CHAPITRE 5 : La thèse du satisficing, ou les limites de la flexibilité motivationnelle

Introduction

Le présent chapitre vient constater, au travers d’une discussion de la thèse comportementaliste du satisficing, le caractère limité de la flexibilité motivationnelle de l’acteur. Il se compose de trois sections.

Dans le cadre d’une première section, nous présentons la thèse comportementaliste du satisficing. Telle que nous l’entendons, celle-ci n’est pas l’apanage des réflexions de Simon. Sans pour autant minorer les apports de l’auteur, on se propose donc d’établir la pertinence de cette formulation générique de la thèse du satisficing, que l’on appelle de nos voeux.

Dans le cadre d’une seconde section, nous montrons que la thèse du satisficing se voit affirmée au titre des défaillances qui frapperaient, tantôt les aptitudes cognitives du décideur, tantôt ses aptitudes motivationnelles. On présente successivement ces orientations, nullement exclusive l’une de l’autre. La justification cognitive, basée sur la psychologie de l’attention ou du traitement de l’information, nous conduit au coeur de la théorie simonienne de la rationalité limitée.
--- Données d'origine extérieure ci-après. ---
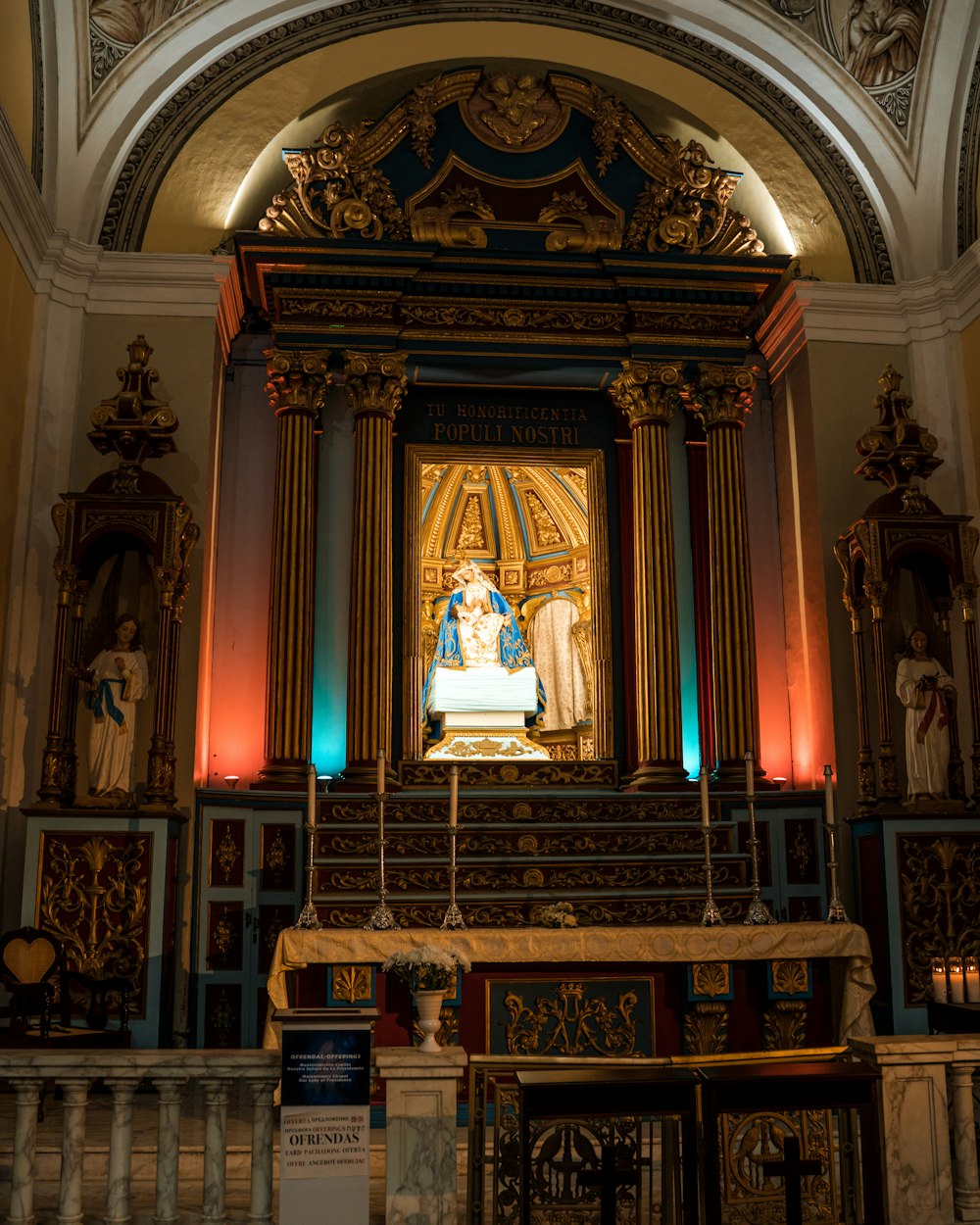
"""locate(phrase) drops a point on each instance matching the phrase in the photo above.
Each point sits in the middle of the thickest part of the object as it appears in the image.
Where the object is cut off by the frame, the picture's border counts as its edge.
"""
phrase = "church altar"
(597, 950)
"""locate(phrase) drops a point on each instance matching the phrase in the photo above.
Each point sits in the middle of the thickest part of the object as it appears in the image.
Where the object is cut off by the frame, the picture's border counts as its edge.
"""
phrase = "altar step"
(613, 858)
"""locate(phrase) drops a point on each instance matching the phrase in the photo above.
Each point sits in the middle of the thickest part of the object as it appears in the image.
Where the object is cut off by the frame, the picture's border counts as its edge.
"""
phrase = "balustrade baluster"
(121, 1152)
(216, 1125)
(24, 1146)
(74, 1102)
(168, 1150)
(260, 1204)
(966, 1185)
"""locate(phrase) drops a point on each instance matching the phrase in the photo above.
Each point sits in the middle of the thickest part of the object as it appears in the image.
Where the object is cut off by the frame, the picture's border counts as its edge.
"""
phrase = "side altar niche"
(481, 685)
(102, 837)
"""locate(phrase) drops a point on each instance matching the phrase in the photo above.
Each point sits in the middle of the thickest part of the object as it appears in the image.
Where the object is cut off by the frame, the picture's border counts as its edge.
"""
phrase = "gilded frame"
(593, 461)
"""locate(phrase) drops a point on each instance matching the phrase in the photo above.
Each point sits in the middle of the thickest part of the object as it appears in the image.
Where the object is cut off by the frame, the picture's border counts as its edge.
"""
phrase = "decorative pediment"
(376, 181)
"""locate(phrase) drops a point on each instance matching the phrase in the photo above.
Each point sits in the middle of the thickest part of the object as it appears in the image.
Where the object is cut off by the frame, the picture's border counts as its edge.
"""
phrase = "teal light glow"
(333, 535)
(690, 738)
La justification motivationnelle, axée sur les faiblesses de la volonté, nous amène à envisager les positions de l’’école Carnegie’ et, avec plus d’insistance, la théorie leibensteinienne de la rationalité sélective.

Enfin, une troisième section aborde la question de savoir s’il est possible de donner un fondement rationnel à la thèse du satisficing. Nous présentons quelques modèles ’pseudo-comportementalistes’ qui, forts de l’inclusion des coûts inhérents à l’activité de décision, se proposent d’appuyer cette perspective. On en vient alors à examiner les contre-arguments, empiriques et logiques, qu’adressent les comportementalistes authentiques à l’endroit de ces stratégies qui réduisent la thèse du satisficing à un simple effet d’optique. A défaut d’être rationnelle, nous concluons que la quête, souvent nécessaire, d’une réponse satisfaisante plutôt qu’optimale, n’en est pas moins une orientation adaptative raisonnable pour l’acteur doté d’aptitudes limitées.